Renoir's technique in Les hauteurs de Trouville is a synthesis of Cézanne's ideas and his own more casual and painterly approach to outdoor painting. He painted the windswept brush and trees with short, staccato marks, while rendering the hazy atmosphere of the sea, the distant bluffs and sky in more blended strokes. Discussing another painting of this period, House has noted that, ‘The strokes themselves... are quite unlike Cézanne's – less crisp, and tending to blend together. In Cézanne's paintings such strokes belong to the picture's two-dimensional fabric; their effect is flat, too, in parts of Renoir's picture... but elsewhere they act more illusionistically, suggesting the appearance of forms in space... Renoir was reluctant to subordinate the natural elements in a scene to an overriding surface pattern’ (J. House, op. cit., p. 247).
In addition to Cézanne, the presence of Monet is at once evident in the present work. Indeed, the pair had been working together in the south of France in the autumn of 1883, still remaining close despite the years that had passed since they had embarked upon their Impressionist endeavours together in the late 1860s and early 70s. At this time in the early 1880s, Monet had largely devoted himself to the depiction of the north coast of France, returning on numerous painting campaigns to Fécamp, Pourville, Étretat and Dieppe as he sought to capture the dramatic land formations and stark beauty of Normandy.
In 1882, Monet had adopted a similar compositional device as in the present work (see Wildenstein, nos. 760-763), depicting a coastal path winding through two steep land banks that leads down to the sea beyond.

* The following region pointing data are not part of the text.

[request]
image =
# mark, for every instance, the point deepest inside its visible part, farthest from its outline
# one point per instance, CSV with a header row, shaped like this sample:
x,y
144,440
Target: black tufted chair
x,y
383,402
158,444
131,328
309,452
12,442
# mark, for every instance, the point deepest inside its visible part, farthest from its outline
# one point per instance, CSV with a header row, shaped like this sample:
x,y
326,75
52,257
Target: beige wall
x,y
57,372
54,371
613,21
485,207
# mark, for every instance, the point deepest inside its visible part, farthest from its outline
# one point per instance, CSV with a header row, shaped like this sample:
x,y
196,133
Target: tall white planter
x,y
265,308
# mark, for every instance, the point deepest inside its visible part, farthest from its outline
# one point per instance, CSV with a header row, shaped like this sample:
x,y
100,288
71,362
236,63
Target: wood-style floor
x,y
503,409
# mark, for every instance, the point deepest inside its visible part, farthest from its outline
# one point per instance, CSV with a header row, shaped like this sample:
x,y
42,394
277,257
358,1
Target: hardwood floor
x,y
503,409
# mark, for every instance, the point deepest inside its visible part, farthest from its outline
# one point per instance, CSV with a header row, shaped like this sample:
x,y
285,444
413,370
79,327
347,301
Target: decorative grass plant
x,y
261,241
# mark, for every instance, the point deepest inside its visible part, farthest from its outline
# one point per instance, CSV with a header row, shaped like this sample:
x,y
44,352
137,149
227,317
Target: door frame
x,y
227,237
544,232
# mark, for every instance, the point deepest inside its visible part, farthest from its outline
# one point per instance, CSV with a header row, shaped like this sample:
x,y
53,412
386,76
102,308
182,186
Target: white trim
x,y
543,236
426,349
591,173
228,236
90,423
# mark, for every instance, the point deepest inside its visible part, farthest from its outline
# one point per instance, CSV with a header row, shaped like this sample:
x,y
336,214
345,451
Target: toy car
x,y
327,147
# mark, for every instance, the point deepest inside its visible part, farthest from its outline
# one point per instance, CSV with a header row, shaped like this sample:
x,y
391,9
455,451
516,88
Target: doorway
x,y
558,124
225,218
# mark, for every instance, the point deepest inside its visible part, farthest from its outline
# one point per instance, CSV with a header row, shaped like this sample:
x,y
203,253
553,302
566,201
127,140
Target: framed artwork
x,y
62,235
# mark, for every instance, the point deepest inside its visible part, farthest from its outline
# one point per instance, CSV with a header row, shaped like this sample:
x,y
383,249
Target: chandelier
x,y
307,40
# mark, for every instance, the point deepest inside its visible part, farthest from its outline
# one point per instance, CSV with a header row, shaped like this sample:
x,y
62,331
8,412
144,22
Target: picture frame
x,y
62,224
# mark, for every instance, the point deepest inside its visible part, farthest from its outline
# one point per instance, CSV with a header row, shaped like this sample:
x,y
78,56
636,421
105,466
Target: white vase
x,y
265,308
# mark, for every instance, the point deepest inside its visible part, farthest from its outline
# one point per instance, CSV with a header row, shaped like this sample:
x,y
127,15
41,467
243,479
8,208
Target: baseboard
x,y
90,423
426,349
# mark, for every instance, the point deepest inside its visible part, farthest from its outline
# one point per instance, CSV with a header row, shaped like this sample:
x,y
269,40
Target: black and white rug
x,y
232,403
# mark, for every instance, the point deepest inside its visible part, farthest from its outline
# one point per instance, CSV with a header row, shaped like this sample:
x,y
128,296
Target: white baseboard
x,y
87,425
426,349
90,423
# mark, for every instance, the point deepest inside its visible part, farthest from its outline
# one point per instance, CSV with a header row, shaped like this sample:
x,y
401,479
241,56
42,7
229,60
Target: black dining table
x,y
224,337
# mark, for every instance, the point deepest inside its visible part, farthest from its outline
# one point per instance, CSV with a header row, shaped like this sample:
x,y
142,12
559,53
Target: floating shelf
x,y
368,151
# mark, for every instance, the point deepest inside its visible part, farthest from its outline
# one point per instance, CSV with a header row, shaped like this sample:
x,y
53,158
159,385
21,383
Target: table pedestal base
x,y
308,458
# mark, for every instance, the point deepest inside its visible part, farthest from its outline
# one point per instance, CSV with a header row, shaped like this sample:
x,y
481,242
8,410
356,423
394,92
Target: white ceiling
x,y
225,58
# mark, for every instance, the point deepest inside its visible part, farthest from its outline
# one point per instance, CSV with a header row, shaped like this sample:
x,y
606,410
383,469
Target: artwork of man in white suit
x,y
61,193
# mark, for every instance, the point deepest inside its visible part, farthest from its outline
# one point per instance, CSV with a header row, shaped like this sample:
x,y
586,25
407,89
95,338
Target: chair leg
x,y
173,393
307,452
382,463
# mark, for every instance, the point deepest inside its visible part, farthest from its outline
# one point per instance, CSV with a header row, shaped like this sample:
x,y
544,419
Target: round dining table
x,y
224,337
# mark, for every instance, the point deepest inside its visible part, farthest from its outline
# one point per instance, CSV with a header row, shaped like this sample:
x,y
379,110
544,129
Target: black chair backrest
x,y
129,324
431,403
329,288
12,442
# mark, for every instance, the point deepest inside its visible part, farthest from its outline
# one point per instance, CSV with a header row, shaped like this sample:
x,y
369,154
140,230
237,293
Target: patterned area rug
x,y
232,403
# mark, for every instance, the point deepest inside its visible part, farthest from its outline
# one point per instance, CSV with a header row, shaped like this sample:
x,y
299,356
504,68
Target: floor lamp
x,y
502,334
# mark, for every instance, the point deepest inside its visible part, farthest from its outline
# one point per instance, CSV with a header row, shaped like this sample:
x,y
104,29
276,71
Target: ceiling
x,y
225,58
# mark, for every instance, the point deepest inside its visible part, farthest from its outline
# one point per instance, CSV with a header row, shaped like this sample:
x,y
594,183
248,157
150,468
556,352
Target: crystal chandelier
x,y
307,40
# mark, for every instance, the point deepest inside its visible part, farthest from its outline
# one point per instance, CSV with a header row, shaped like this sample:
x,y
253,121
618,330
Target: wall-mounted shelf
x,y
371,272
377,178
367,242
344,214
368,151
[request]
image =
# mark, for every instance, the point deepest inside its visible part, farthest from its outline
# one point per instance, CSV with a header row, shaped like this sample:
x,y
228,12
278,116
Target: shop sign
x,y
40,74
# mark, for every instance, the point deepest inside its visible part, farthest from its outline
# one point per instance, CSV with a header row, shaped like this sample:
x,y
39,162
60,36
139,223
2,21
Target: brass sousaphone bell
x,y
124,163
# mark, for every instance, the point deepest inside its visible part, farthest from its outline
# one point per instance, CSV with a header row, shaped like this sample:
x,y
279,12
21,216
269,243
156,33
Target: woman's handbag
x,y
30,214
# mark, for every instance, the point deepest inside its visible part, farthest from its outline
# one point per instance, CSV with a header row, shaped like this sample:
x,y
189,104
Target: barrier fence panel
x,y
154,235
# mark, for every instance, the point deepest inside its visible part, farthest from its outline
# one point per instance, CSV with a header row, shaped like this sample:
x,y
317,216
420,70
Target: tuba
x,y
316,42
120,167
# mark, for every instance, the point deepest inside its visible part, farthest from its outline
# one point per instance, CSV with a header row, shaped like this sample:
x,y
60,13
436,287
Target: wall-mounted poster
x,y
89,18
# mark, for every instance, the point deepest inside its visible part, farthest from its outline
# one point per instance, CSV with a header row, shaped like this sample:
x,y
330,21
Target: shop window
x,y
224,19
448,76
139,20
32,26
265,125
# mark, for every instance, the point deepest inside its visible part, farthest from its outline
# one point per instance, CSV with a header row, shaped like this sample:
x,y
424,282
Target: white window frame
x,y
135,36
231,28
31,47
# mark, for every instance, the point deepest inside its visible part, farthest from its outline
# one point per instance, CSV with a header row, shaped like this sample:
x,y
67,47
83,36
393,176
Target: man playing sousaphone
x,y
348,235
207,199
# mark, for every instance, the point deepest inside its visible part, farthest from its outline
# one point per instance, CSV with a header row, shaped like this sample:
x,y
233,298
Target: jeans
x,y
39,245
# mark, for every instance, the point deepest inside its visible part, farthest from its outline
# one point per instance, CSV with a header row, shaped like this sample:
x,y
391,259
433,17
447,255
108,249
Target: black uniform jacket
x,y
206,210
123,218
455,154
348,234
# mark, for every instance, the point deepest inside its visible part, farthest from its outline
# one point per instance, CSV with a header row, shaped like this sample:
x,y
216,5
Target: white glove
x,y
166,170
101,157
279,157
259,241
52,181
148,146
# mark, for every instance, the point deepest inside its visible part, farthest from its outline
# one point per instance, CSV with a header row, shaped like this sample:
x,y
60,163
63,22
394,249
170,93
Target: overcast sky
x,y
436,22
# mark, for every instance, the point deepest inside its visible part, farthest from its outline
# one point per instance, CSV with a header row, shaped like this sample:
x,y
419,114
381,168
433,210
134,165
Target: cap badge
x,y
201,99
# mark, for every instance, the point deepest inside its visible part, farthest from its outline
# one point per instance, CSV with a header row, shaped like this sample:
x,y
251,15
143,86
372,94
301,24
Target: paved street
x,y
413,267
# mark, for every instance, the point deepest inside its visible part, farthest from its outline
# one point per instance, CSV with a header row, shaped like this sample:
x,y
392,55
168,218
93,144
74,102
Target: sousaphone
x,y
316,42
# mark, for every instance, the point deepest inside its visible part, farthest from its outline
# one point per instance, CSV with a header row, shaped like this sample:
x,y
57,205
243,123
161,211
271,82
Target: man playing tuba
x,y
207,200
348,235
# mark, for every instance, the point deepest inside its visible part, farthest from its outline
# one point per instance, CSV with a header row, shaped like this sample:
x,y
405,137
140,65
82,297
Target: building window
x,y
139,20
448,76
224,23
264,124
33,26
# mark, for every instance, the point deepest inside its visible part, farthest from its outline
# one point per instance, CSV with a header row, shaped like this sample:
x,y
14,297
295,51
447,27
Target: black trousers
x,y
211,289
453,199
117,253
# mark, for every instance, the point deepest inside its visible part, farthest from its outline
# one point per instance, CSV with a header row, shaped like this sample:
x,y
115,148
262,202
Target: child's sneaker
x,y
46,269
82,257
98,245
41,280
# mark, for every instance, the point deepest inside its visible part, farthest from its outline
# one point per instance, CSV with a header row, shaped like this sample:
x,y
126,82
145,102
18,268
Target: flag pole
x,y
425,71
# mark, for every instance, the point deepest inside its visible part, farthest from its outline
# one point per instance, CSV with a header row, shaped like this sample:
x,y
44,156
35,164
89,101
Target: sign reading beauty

In adopting a similarly audacious composition, Renoir plays with fields of depth, contrasting the intimate detail of the foreground, which places the viewer at the same spot that Renoir likely painted this scene, with the panoramic vision of the background. The narrow, sun-dappled pathway framed by verdant foliage makes the expansive view of the Channel and the town of Trouville all the more impressive. Using long, streaks of white paint in the sky and on the sea, Renoir has conveyed a bright, windswept day, such as is characteristic of this stretch of northern France. With his distinctive Impressionist handling, Renoir has captured all the freshness and immediacy of the scene, yet, in structuring this view of Trouville with a form of repoussoir, the artist has combined the central tenets of plein-air painting with a more classical approach to the portrayal of the landscape, a feature that would come to define his works of the rest of the decade.